Matt Gibbs – The first response that comes to mind is that Brooklyn is a battleground, not necessarily in a violent sense, although it is the location of much corporate and state violence, but in the sense that Brooklyn and the people in it are in a constant battle to defend culture from the tidal wave of gentrification and corporate lame-washing. You can feel it everywhere all the time. Brooklyn’s favorite venues come and go and Brooklyn’s cultural heroes are constantly squeezed out. There is a constant sense of loss, but also a constant need soak up and appreciate those experiences we love because we know they could disappear tomorrow.
Music Bugle – What is the biggest challenge in being a septet?
Matt Gibbs – Scheduling and sound technicians who are bugged by our large input list. To any sound techs out there that have welcomed us and been patient with us, we love you with all our hearts.
Music Bugle – How does Evolfo differentiate from your respective previous projects?
Rafferty Swink – Evolfo is truly a band. It’s easy to seperate for me because whatever the music becomes, it’s not Evolfo if it’s not the group. Our music is developed together. There’s no front person/backing band dynamic. We all bring something to the table sonically and have spent many years growing together literally and figuratively.
Music Bugle – What excites you the most about your style of music?
Matt Gibbs – Psychedelic music is an invitation to explore and to play and expand horizons. I believe that if you make psychedelic music, you are obligated to go beyond the sonic cliches we have come to regard as “psychedelic.” I feel we have a duty to the expansion of consciousness. The application of the word “psychedelic” in music absolutely should not imply rock music and rock music alone. Expansion is the key!
Music Bugle – Does social media help or hurt musicians?
Matt Gibbs – It helps in the sense that, theoretically, one can promote themselves and their music. It hurts horribly in many, many senses, spiritually, mental health-wise, etc.. One of the biggest issues is the way people talk about music as “content.” We make music, not content and I don’t care what any lame-wad streaming overlord says. I’m not making music on a schedule that suits an algorithm. I am making my music by riding the wave of creativity and the ears of the people that listen and that wave is very different for every project. If you’re making music content and not just music, then great, have fun and stay on the content schedule! Ride that algorithm, baby! However, that is not what Evolfo does.

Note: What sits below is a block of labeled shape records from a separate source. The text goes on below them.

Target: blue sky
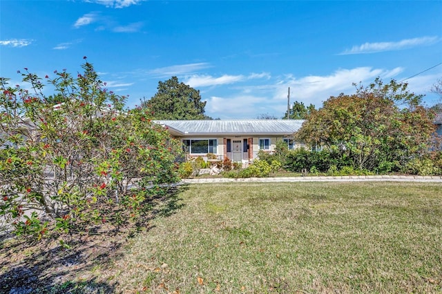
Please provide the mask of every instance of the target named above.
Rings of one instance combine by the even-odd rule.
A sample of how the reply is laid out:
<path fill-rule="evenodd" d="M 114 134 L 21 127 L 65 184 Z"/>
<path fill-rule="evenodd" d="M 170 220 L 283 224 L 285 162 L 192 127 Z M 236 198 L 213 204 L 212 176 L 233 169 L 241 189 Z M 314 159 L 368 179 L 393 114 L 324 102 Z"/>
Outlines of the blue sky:
<path fill-rule="evenodd" d="M 0 76 L 12 84 L 23 68 L 75 75 L 84 56 L 130 108 L 172 76 L 213 118 L 280 118 L 288 87 L 318 108 L 376 77 L 414 76 L 410 89 L 431 106 L 442 1 L 0 1 Z"/>

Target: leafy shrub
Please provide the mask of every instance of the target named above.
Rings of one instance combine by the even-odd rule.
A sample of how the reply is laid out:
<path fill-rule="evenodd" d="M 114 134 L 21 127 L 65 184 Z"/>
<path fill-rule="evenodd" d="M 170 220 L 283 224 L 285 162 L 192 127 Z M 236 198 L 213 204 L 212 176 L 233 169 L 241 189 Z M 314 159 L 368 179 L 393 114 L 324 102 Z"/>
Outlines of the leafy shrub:
<path fill-rule="evenodd" d="M 192 175 L 193 173 L 193 168 L 192 167 L 192 164 L 186 161 L 183 162 L 180 165 L 180 168 L 178 168 L 178 175 L 182 179 L 186 179 Z"/>
<path fill-rule="evenodd" d="M 224 160 L 222 161 L 222 169 L 227 171 L 232 169 L 232 161 L 227 156 L 224 157 Z"/>
<path fill-rule="evenodd" d="M 352 166 L 343 166 L 340 170 L 338 170 L 336 166 L 332 165 L 330 166 L 327 174 L 332 176 L 370 175 L 373 175 L 373 173 L 365 170 L 354 169 Z"/>
<path fill-rule="evenodd" d="M 442 170 L 435 166 L 434 161 L 429 158 L 415 158 L 410 161 L 405 167 L 405 173 L 419 175 L 439 175 Z"/>
<path fill-rule="evenodd" d="M 242 168 L 242 164 L 241 162 L 232 162 L 232 168 L 234 170 L 239 170 Z"/>
<path fill-rule="evenodd" d="M 180 143 L 147 110 L 123 109 L 126 97 L 104 88 L 92 64 L 82 68 L 77 78 L 46 76 L 49 97 L 27 69 L 26 88 L 0 78 L 0 217 L 30 240 L 133 224 L 179 180 Z"/>
<path fill-rule="evenodd" d="M 270 165 L 271 165 L 272 162 L 276 161 L 280 164 L 280 168 L 282 168 L 285 165 L 289 149 L 287 143 L 282 140 L 279 140 L 276 141 L 275 152 L 269 153 L 263 150 L 260 150 L 258 151 L 258 157 L 260 160 L 264 160 Z"/>
<path fill-rule="evenodd" d="M 304 148 L 289 151 L 286 157 L 285 169 L 300 173 L 302 170 L 310 170 L 314 166 L 317 173 L 327 173 L 332 166 L 337 168 L 351 166 L 351 161 L 333 150 L 327 149 L 320 151 L 310 151 Z"/>

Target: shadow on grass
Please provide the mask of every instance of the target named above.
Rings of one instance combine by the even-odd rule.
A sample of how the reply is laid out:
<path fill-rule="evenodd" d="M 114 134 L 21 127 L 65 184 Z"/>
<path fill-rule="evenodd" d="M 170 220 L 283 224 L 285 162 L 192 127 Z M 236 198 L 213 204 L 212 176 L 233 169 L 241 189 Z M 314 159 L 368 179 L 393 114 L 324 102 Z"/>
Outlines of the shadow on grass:
<path fill-rule="evenodd" d="M 90 228 L 88 234 L 73 236 L 66 249 L 53 239 L 30 246 L 19 237 L 0 239 L 0 293 L 112 293 L 117 282 L 103 281 L 95 269 L 111 266 L 124 254 L 122 248 L 139 231 L 148 231 L 157 217 L 175 213 L 184 204 L 180 193 L 185 185 L 169 188 L 149 199 L 151 213 L 131 228 Z"/>

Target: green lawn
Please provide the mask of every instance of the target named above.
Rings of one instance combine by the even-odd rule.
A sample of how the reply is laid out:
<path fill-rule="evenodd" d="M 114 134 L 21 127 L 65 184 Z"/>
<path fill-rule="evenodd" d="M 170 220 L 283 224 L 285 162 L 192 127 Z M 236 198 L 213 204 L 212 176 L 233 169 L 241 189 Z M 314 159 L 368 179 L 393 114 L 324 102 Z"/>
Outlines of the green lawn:
<path fill-rule="evenodd" d="M 193 184 L 171 204 L 124 246 L 0 251 L 0 284 L 35 270 L 35 293 L 442 293 L 440 183 Z"/>
<path fill-rule="evenodd" d="M 442 186 L 191 185 L 97 270 L 122 291 L 442 293 Z"/>

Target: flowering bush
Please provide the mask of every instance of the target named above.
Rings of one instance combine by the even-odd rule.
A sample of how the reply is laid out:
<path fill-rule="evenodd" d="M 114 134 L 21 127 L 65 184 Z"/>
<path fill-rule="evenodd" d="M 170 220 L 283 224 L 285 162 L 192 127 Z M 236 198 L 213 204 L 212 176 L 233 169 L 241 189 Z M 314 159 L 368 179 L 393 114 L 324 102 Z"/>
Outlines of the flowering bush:
<path fill-rule="evenodd" d="M 17 235 L 118 227 L 178 180 L 181 148 L 146 110 L 103 87 L 91 63 L 76 78 L 64 70 L 45 83 L 27 69 L 28 90 L 0 78 L 0 217 Z M 58 103 L 61 102 L 61 103 Z"/>

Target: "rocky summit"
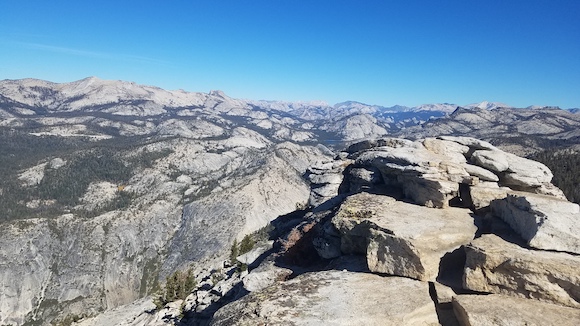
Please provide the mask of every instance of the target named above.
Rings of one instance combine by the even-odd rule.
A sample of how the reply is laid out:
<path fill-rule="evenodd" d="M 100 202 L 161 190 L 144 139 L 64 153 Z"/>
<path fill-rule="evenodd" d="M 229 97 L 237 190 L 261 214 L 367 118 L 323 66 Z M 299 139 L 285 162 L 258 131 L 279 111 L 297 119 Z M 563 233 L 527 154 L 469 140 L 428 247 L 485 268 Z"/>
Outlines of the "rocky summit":
<path fill-rule="evenodd" d="M 488 164 L 498 157 L 509 157 L 501 169 Z M 225 261 L 232 267 L 219 282 L 155 313 L 128 307 L 119 324 L 580 321 L 580 213 L 544 165 L 473 138 L 385 138 L 353 144 L 306 175 L 310 209 L 272 221 L 263 239 L 275 242 L 238 258 L 247 270 Z M 548 234 L 545 245 L 534 241 Z"/>
<path fill-rule="evenodd" d="M 578 325 L 578 117 L 0 81 L 0 325 Z"/>

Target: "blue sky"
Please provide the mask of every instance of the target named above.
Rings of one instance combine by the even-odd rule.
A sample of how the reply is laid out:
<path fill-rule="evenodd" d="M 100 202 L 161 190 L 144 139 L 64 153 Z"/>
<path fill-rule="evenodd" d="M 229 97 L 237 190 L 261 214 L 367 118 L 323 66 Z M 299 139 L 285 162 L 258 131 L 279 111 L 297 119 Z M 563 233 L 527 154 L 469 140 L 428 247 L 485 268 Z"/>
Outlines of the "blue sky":
<path fill-rule="evenodd" d="M 0 79 L 580 107 L 580 1 L 0 0 Z"/>

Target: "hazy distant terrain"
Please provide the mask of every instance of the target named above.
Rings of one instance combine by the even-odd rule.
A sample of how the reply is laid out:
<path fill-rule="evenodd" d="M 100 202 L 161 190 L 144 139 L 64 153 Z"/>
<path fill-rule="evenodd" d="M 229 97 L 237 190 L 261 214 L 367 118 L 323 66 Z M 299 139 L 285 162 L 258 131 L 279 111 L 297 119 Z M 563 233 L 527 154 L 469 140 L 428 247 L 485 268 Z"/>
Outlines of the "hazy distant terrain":
<path fill-rule="evenodd" d="M 234 239 L 304 207 L 307 168 L 355 141 L 477 137 L 545 161 L 571 194 L 574 112 L 248 101 L 94 77 L 0 81 L 0 311 L 11 312 L 0 324 L 94 315 L 191 262 L 211 265 Z M 544 151 L 565 155 L 568 172 Z"/>

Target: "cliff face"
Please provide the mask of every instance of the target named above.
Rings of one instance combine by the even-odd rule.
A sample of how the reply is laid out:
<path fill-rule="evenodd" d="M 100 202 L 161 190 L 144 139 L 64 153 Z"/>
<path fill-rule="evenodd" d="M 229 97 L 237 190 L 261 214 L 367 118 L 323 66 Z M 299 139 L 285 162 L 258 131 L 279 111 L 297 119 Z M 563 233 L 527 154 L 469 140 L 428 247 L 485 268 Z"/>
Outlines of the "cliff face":
<path fill-rule="evenodd" d="M 438 279 L 441 257 L 461 246 L 473 249 L 465 249 L 470 279 L 461 289 L 525 293 L 570 306 L 577 301 L 565 295 L 577 291 L 570 286 L 548 295 L 486 279 L 497 266 L 481 263 L 476 253 L 495 247 L 483 240 L 470 244 L 481 233 L 506 229 L 526 250 L 576 257 L 576 206 L 553 204 L 563 196 L 545 166 L 462 137 L 363 141 L 334 160 L 320 145 L 393 132 L 415 138 L 475 133 L 506 141 L 526 135 L 533 150 L 544 144 L 538 135 L 546 144 L 577 138 L 578 118 L 561 110 L 455 108 L 244 101 L 219 91 L 165 91 L 96 78 L 0 81 L 0 324 L 100 316 L 84 323 L 107 325 L 114 315 L 116 324 L 145 325 L 176 322 L 183 311 L 184 321 L 205 323 L 245 290 L 256 292 L 321 264 L 373 271 L 379 274 L 374 279 L 416 278 L 409 286 L 423 293 L 424 282 Z M 361 192 L 369 194 L 355 195 Z M 308 206 L 306 216 L 296 211 Z M 445 214 L 450 218 L 440 216 Z M 226 259 L 232 243 L 271 221 L 271 240 L 279 239 L 275 250 L 284 263 L 270 257 L 259 264 L 268 256 L 264 242 L 259 247 L 266 249 L 240 258 L 250 273 L 240 272 Z M 412 254 L 401 254 L 407 251 Z M 183 309 L 173 303 L 144 312 L 153 308 L 150 295 L 165 278 L 192 263 L 199 286 Z M 507 276 L 496 279 L 513 277 L 517 266 L 502 266 Z M 313 289 L 335 278 L 348 287 L 366 282 L 335 273 L 301 277 Z M 411 306 L 408 316 L 431 311 Z"/>
<path fill-rule="evenodd" d="M 465 137 L 367 141 L 342 157 L 314 168 L 312 191 L 332 173 L 341 186 L 314 197 L 211 325 L 580 320 L 580 209 L 545 166 Z M 299 276 L 264 277 L 281 267 Z"/>
<path fill-rule="evenodd" d="M 279 154 L 288 149 L 296 155 Z M 4 222 L 0 323 L 92 315 L 130 303 L 175 269 L 222 256 L 235 238 L 307 200 L 301 171 L 289 162 L 307 164 L 321 157 L 316 149 L 282 144 L 236 150 L 247 152 L 245 161 L 224 164 L 223 170 L 232 170 L 229 177 L 208 180 L 215 182 L 209 193 L 189 203 L 184 194 L 195 186 L 192 177 L 201 176 L 170 179 L 162 159 L 124 185 L 133 197 L 126 208 L 94 217 L 68 213 Z"/>

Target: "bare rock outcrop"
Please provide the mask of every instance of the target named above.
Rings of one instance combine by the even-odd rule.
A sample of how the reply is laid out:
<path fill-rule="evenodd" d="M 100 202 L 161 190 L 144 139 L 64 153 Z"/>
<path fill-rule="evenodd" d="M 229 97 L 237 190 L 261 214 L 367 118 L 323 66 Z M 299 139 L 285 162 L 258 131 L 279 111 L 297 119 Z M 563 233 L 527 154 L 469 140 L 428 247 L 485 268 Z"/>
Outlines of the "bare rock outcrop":
<path fill-rule="evenodd" d="M 486 208 L 491 200 L 504 198 L 509 190 L 565 198 L 550 183 L 552 173 L 545 165 L 473 138 L 444 136 L 414 142 L 387 138 L 354 144 L 348 152 L 355 160 L 351 171 L 380 171 L 380 178 L 363 182 L 362 187 L 353 174 L 350 190 L 355 192 L 381 180 L 382 185 L 401 189 L 419 205 L 438 208 L 457 200 L 476 209 Z M 491 185 L 500 190 L 489 190 Z M 469 191 L 476 187 L 479 188 Z M 480 199 L 480 194 L 485 198 Z"/>
<path fill-rule="evenodd" d="M 439 325 L 428 285 L 400 277 L 302 274 L 234 301 L 210 325 Z"/>
<path fill-rule="evenodd" d="M 368 193 L 348 197 L 332 224 L 342 252 L 366 255 L 372 272 L 424 281 L 434 280 L 441 257 L 476 231 L 468 209 L 430 209 Z"/>
<path fill-rule="evenodd" d="M 580 309 L 497 294 L 455 296 L 453 310 L 462 326 L 575 326 L 580 321 Z"/>
<path fill-rule="evenodd" d="M 465 250 L 465 288 L 580 308 L 579 256 L 528 250 L 491 234 Z"/>
<path fill-rule="evenodd" d="M 511 193 L 491 209 L 528 245 L 580 254 L 580 207 L 551 196 Z"/>

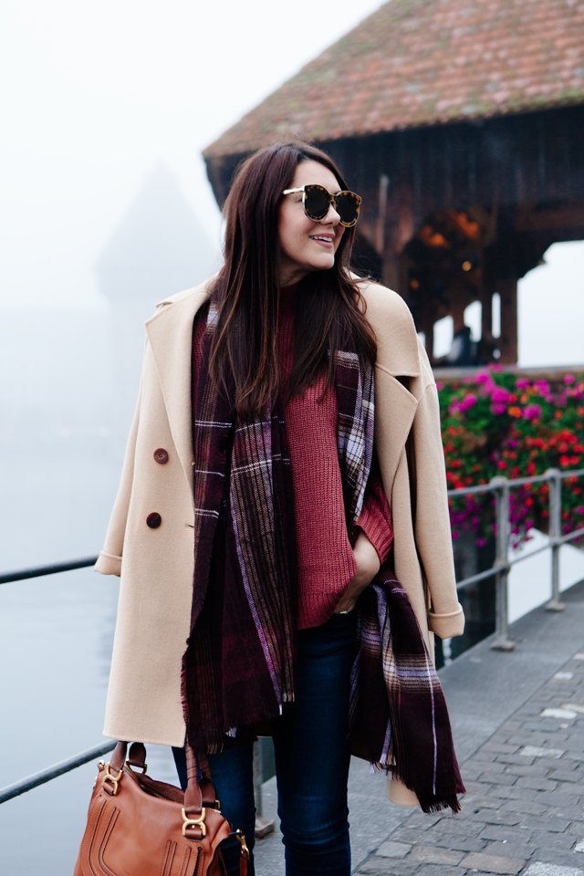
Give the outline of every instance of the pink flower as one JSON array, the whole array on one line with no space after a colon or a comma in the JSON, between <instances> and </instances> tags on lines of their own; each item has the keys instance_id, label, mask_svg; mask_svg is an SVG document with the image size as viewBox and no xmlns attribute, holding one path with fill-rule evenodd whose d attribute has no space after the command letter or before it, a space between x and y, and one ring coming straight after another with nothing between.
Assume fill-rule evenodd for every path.
<instances>
[{"instance_id":1,"label":"pink flower","mask_svg":"<svg viewBox=\"0 0 584 876\"><path fill-rule=\"evenodd\" d=\"M541 406L538 404L528 404L523 409L521 415L526 420L535 420L541 413Z\"/></svg>"},{"instance_id":2,"label":"pink flower","mask_svg":"<svg viewBox=\"0 0 584 876\"><path fill-rule=\"evenodd\" d=\"M495 386L493 387L493 391L491 392L491 401L495 402L507 402L509 401L509 395L507 390L504 386Z\"/></svg>"},{"instance_id":3,"label":"pink flower","mask_svg":"<svg viewBox=\"0 0 584 876\"><path fill-rule=\"evenodd\" d=\"M476 396L472 392L469 392L463 401L460 402L459 411L468 411L469 408L472 408L474 404L476 404Z\"/></svg>"}]
</instances>

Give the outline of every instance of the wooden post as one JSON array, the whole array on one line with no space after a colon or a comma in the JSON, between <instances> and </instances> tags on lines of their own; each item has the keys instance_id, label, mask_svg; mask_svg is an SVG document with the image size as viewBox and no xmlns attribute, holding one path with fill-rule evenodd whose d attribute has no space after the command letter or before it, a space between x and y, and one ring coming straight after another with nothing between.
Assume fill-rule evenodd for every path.
<instances>
[{"instance_id":1,"label":"wooden post","mask_svg":"<svg viewBox=\"0 0 584 876\"><path fill-rule=\"evenodd\" d=\"M499 362L502 365L516 365L517 362L517 281L515 277L497 280L496 290L501 296Z\"/></svg>"}]
</instances>

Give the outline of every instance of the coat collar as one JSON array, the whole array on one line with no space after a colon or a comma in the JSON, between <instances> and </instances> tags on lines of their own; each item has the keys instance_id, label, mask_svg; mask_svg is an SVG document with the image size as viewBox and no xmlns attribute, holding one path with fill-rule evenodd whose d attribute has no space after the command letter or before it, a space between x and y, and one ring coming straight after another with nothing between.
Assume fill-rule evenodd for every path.
<instances>
[{"instance_id":1,"label":"coat collar","mask_svg":"<svg viewBox=\"0 0 584 876\"><path fill-rule=\"evenodd\" d=\"M161 301L161 310L146 323L161 381L172 441L193 495L193 412L191 351L193 320L209 297L214 277Z\"/></svg>"},{"instance_id":2,"label":"coat collar","mask_svg":"<svg viewBox=\"0 0 584 876\"><path fill-rule=\"evenodd\" d=\"M193 412L191 348L193 320L209 297L215 276L192 289L164 298L146 323L171 433L193 495ZM388 496L418 406L408 387L419 384L418 339L412 315L395 292L373 283L361 291L367 318L378 341L376 393L377 452ZM402 378L402 380L398 380ZM379 414L379 416L378 416ZM379 428L378 428L379 426Z\"/></svg>"}]
</instances>

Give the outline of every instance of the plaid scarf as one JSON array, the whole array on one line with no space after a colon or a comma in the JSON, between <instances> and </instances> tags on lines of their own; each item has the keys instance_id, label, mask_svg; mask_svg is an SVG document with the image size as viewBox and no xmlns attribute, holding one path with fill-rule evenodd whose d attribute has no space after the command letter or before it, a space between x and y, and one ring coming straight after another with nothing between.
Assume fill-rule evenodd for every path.
<instances>
[{"instance_id":1,"label":"plaid scarf","mask_svg":"<svg viewBox=\"0 0 584 876\"><path fill-rule=\"evenodd\" d=\"M242 421L216 391L209 376L216 319L212 301L193 399L195 561L182 662L189 741L207 752L253 739L256 723L293 702L297 627L284 405L278 397L263 419ZM353 544L373 456L373 370L360 365L354 349L339 350L335 377L339 463ZM456 810L464 787L443 694L407 595L387 564L360 599L358 639L350 705L355 750L377 768L392 770L425 811Z\"/></svg>"}]
</instances>

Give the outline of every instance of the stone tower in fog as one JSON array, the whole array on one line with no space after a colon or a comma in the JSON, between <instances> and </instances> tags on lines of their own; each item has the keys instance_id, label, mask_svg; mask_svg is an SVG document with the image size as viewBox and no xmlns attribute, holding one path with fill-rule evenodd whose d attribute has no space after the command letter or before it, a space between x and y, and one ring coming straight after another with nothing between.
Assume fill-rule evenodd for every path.
<instances>
[{"instance_id":1,"label":"stone tower in fog","mask_svg":"<svg viewBox=\"0 0 584 876\"><path fill-rule=\"evenodd\" d=\"M114 432L130 428L144 349L144 321L162 298L196 286L216 269L214 246L173 174L163 165L144 186L98 260L99 291L111 312L116 370Z\"/></svg>"}]
</instances>

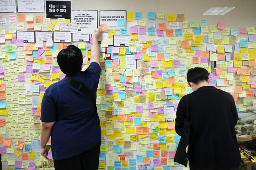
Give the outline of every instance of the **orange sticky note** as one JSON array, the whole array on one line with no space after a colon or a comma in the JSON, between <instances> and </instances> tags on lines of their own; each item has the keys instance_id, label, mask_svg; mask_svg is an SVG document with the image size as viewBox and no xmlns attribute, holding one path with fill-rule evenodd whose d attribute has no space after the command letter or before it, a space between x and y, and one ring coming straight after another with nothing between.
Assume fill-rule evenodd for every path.
<instances>
[{"instance_id":1,"label":"orange sticky note","mask_svg":"<svg viewBox=\"0 0 256 170\"><path fill-rule=\"evenodd\" d=\"M120 80L120 73L119 72L113 73L113 79Z\"/></svg>"},{"instance_id":2,"label":"orange sticky note","mask_svg":"<svg viewBox=\"0 0 256 170\"><path fill-rule=\"evenodd\" d=\"M217 67L216 68L216 75L222 75L223 74L223 68Z\"/></svg>"},{"instance_id":3,"label":"orange sticky note","mask_svg":"<svg viewBox=\"0 0 256 170\"><path fill-rule=\"evenodd\" d=\"M166 30L166 36L173 36L173 29Z\"/></svg>"},{"instance_id":4,"label":"orange sticky note","mask_svg":"<svg viewBox=\"0 0 256 170\"><path fill-rule=\"evenodd\" d=\"M18 14L18 22L25 22L25 14Z\"/></svg>"},{"instance_id":5,"label":"orange sticky note","mask_svg":"<svg viewBox=\"0 0 256 170\"><path fill-rule=\"evenodd\" d=\"M202 58L209 58L209 51L204 51L202 52Z\"/></svg>"},{"instance_id":6,"label":"orange sticky note","mask_svg":"<svg viewBox=\"0 0 256 170\"><path fill-rule=\"evenodd\" d=\"M57 43L57 48L59 50L63 49L63 43Z\"/></svg>"},{"instance_id":7,"label":"orange sticky note","mask_svg":"<svg viewBox=\"0 0 256 170\"><path fill-rule=\"evenodd\" d=\"M181 41L182 48L188 48L188 46L189 46L188 41Z\"/></svg>"},{"instance_id":8,"label":"orange sticky note","mask_svg":"<svg viewBox=\"0 0 256 170\"><path fill-rule=\"evenodd\" d=\"M101 31L107 31L107 24L101 24L100 26L101 27Z\"/></svg>"},{"instance_id":9,"label":"orange sticky note","mask_svg":"<svg viewBox=\"0 0 256 170\"><path fill-rule=\"evenodd\" d=\"M159 30L165 30L166 29L166 24L165 22L162 22L158 24L159 26Z\"/></svg>"},{"instance_id":10,"label":"orange sticky note","mask_svg":"<svg viewBox=\"0 0 256 170\"><path fill-rule=\"evenodd\" d=\"M150 164L150 157L144 157L143 163L144 163L144 164Z\"/></svg>"},{"instance_id":11,"label":"orange sticky note","mask_svg":"<svg viewBox=\"0 0 256 170\"><path fill-rule=\"evenodd\" d=\"M1 119L0 119L0 127L4 126L6 125L7 125L7 124L5 118L2 118Z\"/></svg>"},{"instance_id":12,"label":"orange sticky note","mask_svg":"<svg viewBox=\"0 0 256 170\"><path fill-rule=\"evenodd\" d=\"M34 26L34 22L27 22L27 30L33 30Z\"/></svg>"},{"instance_id":13,"label":"orange sticky note","mask_svg":"<svg viewBox=\"0 0 256 170\"><path fill-rule=\"evenodd\" d=\"M235 86L235 94L241 93L243 92L242 86Z\"/></svg>"},{"instance_id":14,"label":"orange sticky note","mask_svg":"<svg viewBox=\"0 0 256 170\"><path fill-rule=\"evenodd\" d=\"M3 140L4 140L4 137L3 136L0 136L0 144L3 144Z\"/></svg>"},{"instance_id":15,"label":"orange sticky note","mask_svg":"<svg viewBox=\"0 0 256 170\"><path fill-rule=\"evenodd\" d=\"M21 154L21 160L28 160L28 153L24 153Z\"/></svg>"},{"instance_id":16,"label":"orange sticky note","mask_svg":"<svg viewBox=\"0 0 256 170\"><path fill-rule=\"evenodd\" d=\"M42 15L36 16L36 23L43 23L43 16L42 16Z\"/></svg>"},{"instance_id":17,"label":"orange sticky note","mask_svg":"<svg viewBox=\"0 0 256 170\"><path fill-rule=\"evenodd\" d=\"M199 64L200 63L199 57L197 56L193 56L192 57L192 63L193 64Z\"/></svg>"},{"instance_id":18,"label":"orange sticky note","mask_svg":"<svg viewBox=\"0 0 256 170\"><path fill-rule=\"evenodd\" d=\"M10 146L11 144L11 139L5 139L5 143L4 143L4 146Z\"/></svg>"}]
</instances>

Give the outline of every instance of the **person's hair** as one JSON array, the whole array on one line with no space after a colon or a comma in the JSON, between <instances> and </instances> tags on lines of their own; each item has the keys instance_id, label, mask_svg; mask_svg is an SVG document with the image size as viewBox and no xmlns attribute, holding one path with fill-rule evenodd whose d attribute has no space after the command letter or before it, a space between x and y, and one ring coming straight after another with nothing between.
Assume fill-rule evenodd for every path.
<instances>
[{"instance_id":1,"label":"person's hair","mask_svg":"<svg viewBox=\"0 0 256 170\"><path fill-rule=\"evenodd\" d=\"M205 68L196 67L188 70L187 73L187 82L192 82L197 84L200 82L207 81L209 72Z\"/></svg>"},{"instance_id":2,"label":"person's hair","mask_svg":"<svg viewBox=\"0 0 256 170\"><path fill-rule=\"evenodd\" d=\"M81 70L83 55L81 50L73 45L62 50L57 57L58 64L64 73L73 74Z\"/></svg>"}]
</instances>

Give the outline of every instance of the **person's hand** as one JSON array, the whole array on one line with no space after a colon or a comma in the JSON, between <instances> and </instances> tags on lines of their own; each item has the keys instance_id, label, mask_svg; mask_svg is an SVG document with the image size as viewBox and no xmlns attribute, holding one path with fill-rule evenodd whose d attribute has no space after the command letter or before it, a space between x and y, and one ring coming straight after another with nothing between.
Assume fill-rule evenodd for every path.
<instances>
[{"instance_id":1,"label":"person's hand","mask_svg":"<svg viewBox=\"0 0 256 170\"><path fill-rule=\"evenodd\" d=\"M46 152L44 154L43 153L43 150L44 150L45 148L45 147L44 148L41 148L40 153L41 155L42 155L43 156L45 159L48 160L49 158L47 158L47 156L48 156L48 152Z\"/></svg>"},{"instance_id":2,"label":"person's hand","mask_svg":"<svg viewBox=\"0 0 256 170\"><path fill-rule=\"evenodd\" d=\"M93 37L98 40L100 36L101 36L101 27L99 26L97 31L94 31Z\"/></svg>"}]
</instances>

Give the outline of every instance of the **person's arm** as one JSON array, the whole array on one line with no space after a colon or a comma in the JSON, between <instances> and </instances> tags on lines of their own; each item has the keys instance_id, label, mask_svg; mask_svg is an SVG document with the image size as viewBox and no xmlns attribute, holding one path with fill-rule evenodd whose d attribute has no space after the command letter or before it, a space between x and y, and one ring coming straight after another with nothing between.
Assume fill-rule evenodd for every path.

Music Bugle – What’s a quote that motivates you to keep doing what you do?
Rafferty Swink – “When you’re ready, say you’re ready. Are you ready? The music don’t make mistake, the music don’t eat beef steak, the music don’t eat fish steak, the music don’t make mistake, the music don’t cry and the music don’t lie, because the music is immortal and the music refuse to die and the music refuse to cry and the music refuse to lie, because the music is not a mortal being. Music refuse to be a human being. Music will never be a human being because the music is the great supreme,” by Lee ‘Scratch’ Perry.
Music Bugle – How have you been affected by the COVID-19 pandemic?
Matt Gibbs – I think the negative impacts on me as a musician are obvious, so I’ll focus on one positive spin it had for Evolfo. We had to push our record release back a year and it gave us a chance to collaborate with a couple of bucket list visual artists. We were able to get Robert Beatty to do the album cover and El Oms to make a music video for the single “Give Me Time.” Looking back, I cannot imagine how we were ever going to release this music with this beautiful visual accompaniment. It really brought the music to life.